Ms M, I was saying to DH last night "I have to use up these eggplants tomorrow.....now I know how!  This is is a little different from my own version and sounds delicious!  Thanks.


----------



## Zhizara (Jul 8, 2011)

I love eggplant.  Thanks, MSM.  Printed out a copy to try.


----------



## Snip 13 (Jul 8, 2011)

Yum yum, drooling here!


----------



## CookingMamaof2 (Jul 8, 2011)

One of my all time favorite foods.  That looks delicious.


----------



## msmofet (Jul 8, 2011)

Thank you everyone. Enjoy and let me know what you think.


----------



## PrincessFiona60 (Jul 8, 2011)

I love eggplant Parmesan...yum!  Thanks!


----------



## msmofet (Jul 9, 2011)

PrincessFiona60 said:


> I love eggplant Parmesan...yum! Thanks!


 Thank you and you're welcome.


----------



## dragnlaw (Apr 30, 2021)

Thanks for this link! 

Copied and pasted!


----------



## bbqcoder (May 1, 2021)

So you don’t bother with salting the eggplants?


----------



## msmofet (May 1, 2021)

bbqcoder said:


> So you don’t bother with salting the eggplants?
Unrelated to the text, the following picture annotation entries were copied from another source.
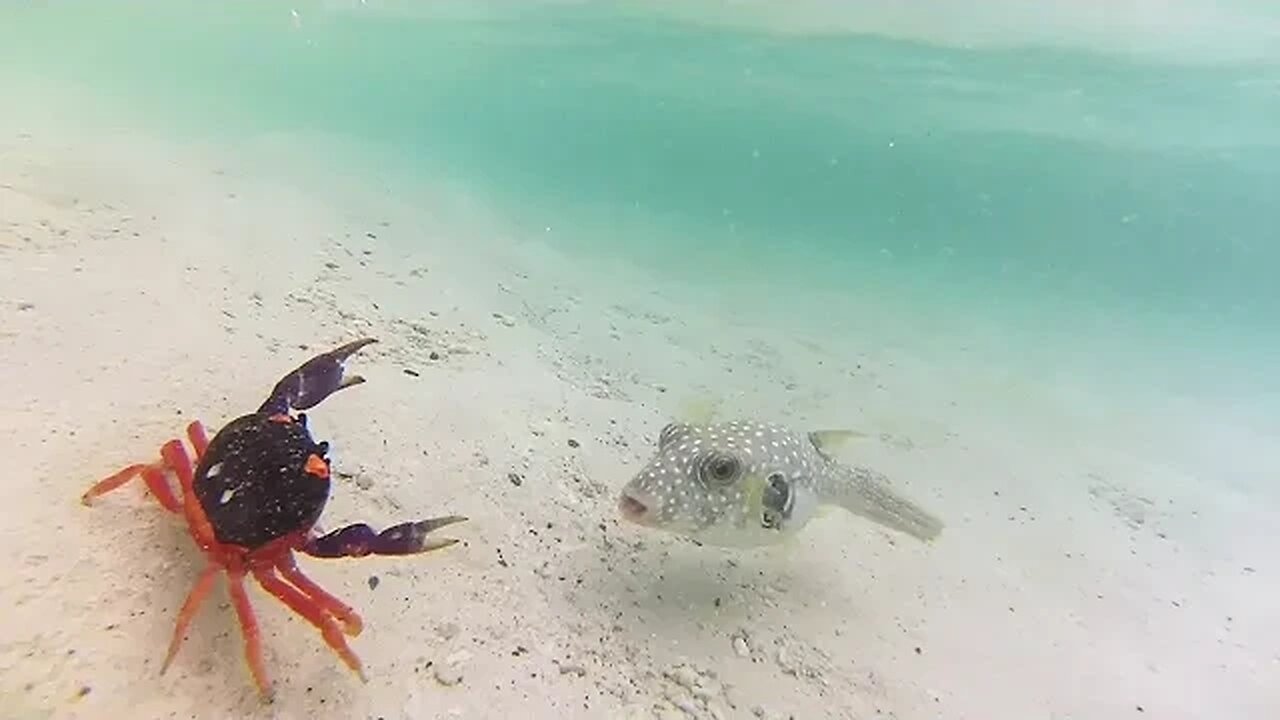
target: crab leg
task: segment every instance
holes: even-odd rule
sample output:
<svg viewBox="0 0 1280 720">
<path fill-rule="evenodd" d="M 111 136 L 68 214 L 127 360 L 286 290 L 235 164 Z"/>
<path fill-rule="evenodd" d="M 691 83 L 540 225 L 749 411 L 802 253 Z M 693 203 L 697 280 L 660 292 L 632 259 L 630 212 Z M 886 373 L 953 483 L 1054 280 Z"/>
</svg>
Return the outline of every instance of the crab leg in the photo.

Nope. Or peeling. I don’t see the need. The skin isn’t bitter and I feel it keeps the meat together when cooked (eggplant tends to get to soft). I don’t think the meat is watery so why waste time and salt. My mom would salt and the eggplant felt rubbery to me. I didn’t like the texture.


----------



## dragnlaw (May 1, 2021)

Depending on the age/size of the eggplant, I've found that salting is really just to help get rid of extra moisture.  If it is older, not too much will get rid of bitterness. IMHO

By age/size I'm referring to how long it has been since picked, how long it has been sitting in the fridge, etc.  

Fresh off the plant I find the skin much better, not so tough. I talking about globe eggplants here.  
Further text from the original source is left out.